Disaster recovery planning (DRP) is no longer the sole responsibility of the IT department, an Ernst & Young LLP consultant told a room full of attendees during a recent seminar in Toronto.

“[The task] used to be called DRP and only dealt with recovery of computer systems, but it’s changed dramatically from recovery to availability,” said David Johnson, manager of security and technology solutions at Ernst & Young LLP in Toronto. “It must be a business-driven approach, not technology-driven.”

Not only is it crucial that networks are available 24 x 7, but any downtime or business interruptions must go unnoticed by clients, Johnson said.

Now, to reflect the wider scope of DRP, the term business continuity planning (BCP) is being applied. Johnson explained it as a plan that addresses any interruption in business operations that might harm an organization.

Whether it’s a natural disaster such as the Quebec and Ontario ice storm of 1998; a flood in a computer room; or, as in 9/11, the destruction of entire branches of companies, businesses must be able to devise a plan whereby they could restart from scratch – or at least identify the minimum requirements for their business to run.

Johnson, who works in tandem with Telus Corp. to provide its managed workplace solutions, identified processes to develop a successful BCP. He said having such a plan should be mandatory, and added that for it to be successful, the process must be ongoing, permeate the entire organization and be endorsed by senior executives.

However, he said commitment by upper management is lacking in most organizations, and that many will complete the planning stage, but go no further.

Companies must perform risk assessments to determine what vulnerabilities exist, such as where a computer network would be vulnerable to hacking or – for example, if a warehouse was destroyed – whether all inventory would be lost. Then a loss scenario analysis must be conducted to identify the potential impact of each scenario on business operations, and what is required to maintain minimum levels of operation. A strategy must then be developed in order to deal with each risk. This is the stage a lot of organizations never get past, Johnson said.

Next, a systems recovery plan must be established. This is a plan for recovering essential systems and data at alternate locations. Afterwards, a guideline for how to get a business to resume operations needs to be set up.

“There’s a reluctance for business units to get involved here,” Johnson said. “But they have to get involved because they understand the process and will be the people executing the plan.”

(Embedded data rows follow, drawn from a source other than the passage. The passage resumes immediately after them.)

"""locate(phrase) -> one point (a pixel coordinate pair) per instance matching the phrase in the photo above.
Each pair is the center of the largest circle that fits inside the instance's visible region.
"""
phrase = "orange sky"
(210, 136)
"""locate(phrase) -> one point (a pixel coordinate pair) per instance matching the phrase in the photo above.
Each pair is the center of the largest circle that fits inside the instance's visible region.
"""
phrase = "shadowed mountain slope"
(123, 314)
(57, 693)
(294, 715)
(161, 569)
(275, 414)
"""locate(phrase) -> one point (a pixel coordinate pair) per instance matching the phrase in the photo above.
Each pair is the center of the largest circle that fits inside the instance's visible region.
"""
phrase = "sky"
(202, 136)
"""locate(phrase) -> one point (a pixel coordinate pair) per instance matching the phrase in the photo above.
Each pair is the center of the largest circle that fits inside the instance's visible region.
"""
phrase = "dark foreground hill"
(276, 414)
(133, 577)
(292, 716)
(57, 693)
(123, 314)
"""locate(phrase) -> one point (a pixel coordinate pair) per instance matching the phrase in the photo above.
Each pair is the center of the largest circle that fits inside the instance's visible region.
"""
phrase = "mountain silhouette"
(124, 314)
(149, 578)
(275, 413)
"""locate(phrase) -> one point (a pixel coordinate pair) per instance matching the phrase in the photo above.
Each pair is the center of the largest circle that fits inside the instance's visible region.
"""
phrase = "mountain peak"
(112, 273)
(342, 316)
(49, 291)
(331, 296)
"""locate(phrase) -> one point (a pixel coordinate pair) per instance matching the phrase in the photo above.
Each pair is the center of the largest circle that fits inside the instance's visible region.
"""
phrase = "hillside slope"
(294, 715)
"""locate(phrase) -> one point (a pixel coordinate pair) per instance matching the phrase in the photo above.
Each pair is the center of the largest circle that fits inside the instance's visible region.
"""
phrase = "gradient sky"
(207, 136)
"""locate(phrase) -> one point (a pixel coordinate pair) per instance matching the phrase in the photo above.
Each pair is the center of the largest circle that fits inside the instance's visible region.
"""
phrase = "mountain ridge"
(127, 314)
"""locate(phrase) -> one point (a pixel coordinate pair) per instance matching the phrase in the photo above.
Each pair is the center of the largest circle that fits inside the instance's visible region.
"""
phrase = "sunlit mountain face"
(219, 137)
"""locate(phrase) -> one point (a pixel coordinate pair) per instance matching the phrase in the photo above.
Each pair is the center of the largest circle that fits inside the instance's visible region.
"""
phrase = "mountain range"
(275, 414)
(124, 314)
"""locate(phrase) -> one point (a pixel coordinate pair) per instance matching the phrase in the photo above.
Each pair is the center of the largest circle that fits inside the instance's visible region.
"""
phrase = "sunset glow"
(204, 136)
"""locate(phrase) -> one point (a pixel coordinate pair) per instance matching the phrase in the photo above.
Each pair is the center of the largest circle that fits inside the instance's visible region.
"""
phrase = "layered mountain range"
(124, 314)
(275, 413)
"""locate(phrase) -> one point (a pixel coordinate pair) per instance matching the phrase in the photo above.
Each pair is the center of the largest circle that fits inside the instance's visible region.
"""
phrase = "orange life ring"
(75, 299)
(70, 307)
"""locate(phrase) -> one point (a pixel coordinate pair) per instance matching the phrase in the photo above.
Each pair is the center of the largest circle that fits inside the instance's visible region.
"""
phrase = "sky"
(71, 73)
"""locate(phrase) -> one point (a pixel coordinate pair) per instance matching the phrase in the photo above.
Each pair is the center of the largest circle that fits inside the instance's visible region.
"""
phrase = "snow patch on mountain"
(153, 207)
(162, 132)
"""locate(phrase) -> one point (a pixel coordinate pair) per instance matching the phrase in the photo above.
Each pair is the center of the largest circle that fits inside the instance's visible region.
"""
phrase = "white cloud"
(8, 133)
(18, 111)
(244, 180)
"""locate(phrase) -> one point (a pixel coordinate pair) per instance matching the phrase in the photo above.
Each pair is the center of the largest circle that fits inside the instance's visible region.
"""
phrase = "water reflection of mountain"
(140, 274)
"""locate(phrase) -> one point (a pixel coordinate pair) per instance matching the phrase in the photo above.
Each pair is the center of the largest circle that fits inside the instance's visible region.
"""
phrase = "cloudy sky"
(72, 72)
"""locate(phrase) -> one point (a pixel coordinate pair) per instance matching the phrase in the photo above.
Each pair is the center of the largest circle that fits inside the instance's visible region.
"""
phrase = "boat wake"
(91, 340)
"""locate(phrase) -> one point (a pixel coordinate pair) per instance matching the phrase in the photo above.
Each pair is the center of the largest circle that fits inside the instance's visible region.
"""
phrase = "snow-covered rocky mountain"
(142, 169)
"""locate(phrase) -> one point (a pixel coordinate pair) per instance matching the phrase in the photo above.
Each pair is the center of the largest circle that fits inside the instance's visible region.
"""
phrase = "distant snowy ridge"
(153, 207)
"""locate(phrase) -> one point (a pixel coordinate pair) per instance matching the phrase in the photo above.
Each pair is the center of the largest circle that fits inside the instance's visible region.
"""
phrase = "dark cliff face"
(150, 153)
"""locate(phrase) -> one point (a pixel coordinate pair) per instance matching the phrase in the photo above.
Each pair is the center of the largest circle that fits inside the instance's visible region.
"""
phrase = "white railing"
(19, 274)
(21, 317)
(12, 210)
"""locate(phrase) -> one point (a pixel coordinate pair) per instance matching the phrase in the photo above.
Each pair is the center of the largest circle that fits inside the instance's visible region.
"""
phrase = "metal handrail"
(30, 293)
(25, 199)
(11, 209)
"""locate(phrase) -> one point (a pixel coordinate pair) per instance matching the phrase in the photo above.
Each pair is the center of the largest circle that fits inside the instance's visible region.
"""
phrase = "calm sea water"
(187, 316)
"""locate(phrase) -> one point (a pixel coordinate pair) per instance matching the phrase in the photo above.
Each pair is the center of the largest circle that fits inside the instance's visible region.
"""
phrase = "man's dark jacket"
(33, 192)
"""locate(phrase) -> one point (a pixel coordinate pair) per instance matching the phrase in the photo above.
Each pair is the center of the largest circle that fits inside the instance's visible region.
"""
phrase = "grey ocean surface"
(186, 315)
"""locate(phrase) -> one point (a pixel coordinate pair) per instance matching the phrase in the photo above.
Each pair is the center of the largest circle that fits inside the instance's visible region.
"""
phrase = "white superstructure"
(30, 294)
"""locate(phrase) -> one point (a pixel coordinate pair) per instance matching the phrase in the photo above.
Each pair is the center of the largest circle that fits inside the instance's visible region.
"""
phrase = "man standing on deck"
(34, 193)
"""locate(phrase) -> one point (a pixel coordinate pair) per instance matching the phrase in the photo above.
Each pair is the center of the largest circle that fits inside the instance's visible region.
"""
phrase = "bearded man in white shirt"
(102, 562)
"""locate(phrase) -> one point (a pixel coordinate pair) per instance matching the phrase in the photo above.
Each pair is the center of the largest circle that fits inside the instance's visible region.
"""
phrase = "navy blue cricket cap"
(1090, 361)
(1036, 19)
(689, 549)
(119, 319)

The next step involves identifying a crisis management plan to help deal with bad publicity, as well as human resource issues such as the cross-training of employees, and who would replace executives in case of widespread death.

Next, the plan must be validated and maintained – this includes testing, training and setting up agreements with service providers to obtain, for example, enough bandwidth to handle more traffic at a given location. But the process doesn’t end there.

“When you get to one end, you must go back to the beginning,” Johnson said. “You must continue to reassess risks and fine tune plans.”

Craig Richardson, assistant vice-president of Telus hosting and managed applications in Calgary, said Telus offers a variety of BCP solutions ranging from full network hosting to partial outsourcing solutions. Telus runs three climate-controlled secure data centres throughout the country – two in Toronto, and one in Calgary.

While BCP is a complicated process, the principle behind it is simple. Peter Pereira, CIO of Telus in Vancouver compared it to this, something he said to his nine-year old.

“I will come and pick you up from school today, and if I can’t make it, then your mother will.”